John Platig, PhD
John Platig, PhD, an assistant professor in the Department of Genomes Sciences, was awarded a five-year $3.5 million grant from the NIH National Heart, Lung, and Blood Institute for a project titled “Post-transcriptional regulatory networks in Chronic Obstructive Pulmonary Disease.”
Chronic Obstructive Pulmonary Disease (COPD) is a leading cause of death worldwide, yet its molecular basis is not well understood. In this project, Dr. Platig and his team will study the COPD-specific effects of RNA binding proteins (RBPs), a class of molecules critical for regulating mRNA as part of its translation into protein. In previous work by Platig’s group and others, it was discovered that over a hundred RBPs are altered in COPD patients, indicating widespread dysregulation of these molecules in COPD. The goal of this project is to identify COPD-specific “rewiring” of the network formed by RBPs and their target RNAs. The cellular consequences of these network changes will then be experimentally validated.

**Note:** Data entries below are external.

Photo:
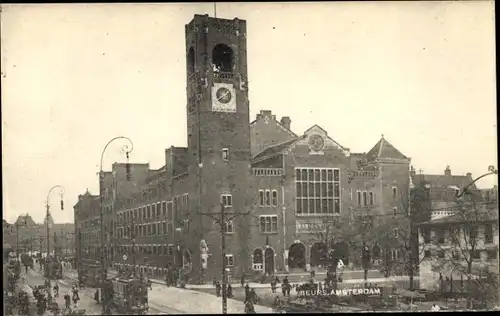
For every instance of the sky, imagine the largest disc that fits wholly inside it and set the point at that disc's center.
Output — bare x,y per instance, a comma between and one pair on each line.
76,75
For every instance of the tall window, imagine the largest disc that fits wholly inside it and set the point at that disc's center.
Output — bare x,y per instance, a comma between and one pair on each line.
274,198
227,200
164,208
268,198
229,228
488,233
261,197
225,154
229,260
318,190
269,224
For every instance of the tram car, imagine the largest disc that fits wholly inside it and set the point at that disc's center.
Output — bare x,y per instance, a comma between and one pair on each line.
128,296
53,269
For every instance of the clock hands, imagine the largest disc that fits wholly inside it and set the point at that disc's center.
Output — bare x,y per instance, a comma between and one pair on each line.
223,96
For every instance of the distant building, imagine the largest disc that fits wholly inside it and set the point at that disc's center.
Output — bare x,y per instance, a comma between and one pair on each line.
460,244
290,184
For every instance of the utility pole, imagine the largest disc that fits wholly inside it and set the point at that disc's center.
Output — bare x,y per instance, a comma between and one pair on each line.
222,220
223,248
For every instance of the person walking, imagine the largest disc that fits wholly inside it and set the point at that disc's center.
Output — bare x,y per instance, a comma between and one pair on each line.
217,289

As part of this project, Dr. Platig’s team will develop new machine learning (AI) tools integrate large-scale genomic data and collect state-of-the-art long-read RNA sequencing data from a COPD patient cohort. This combination of cutting-edge computational biology and genomics will allow researchers to better understand how these RBP regulatory networks are dysregulated in individuals suffering from COPD. This project will bring together experts in network science, artificial intelligence, COPD, and RNA biology to decode the molecular underpinnings of COPD.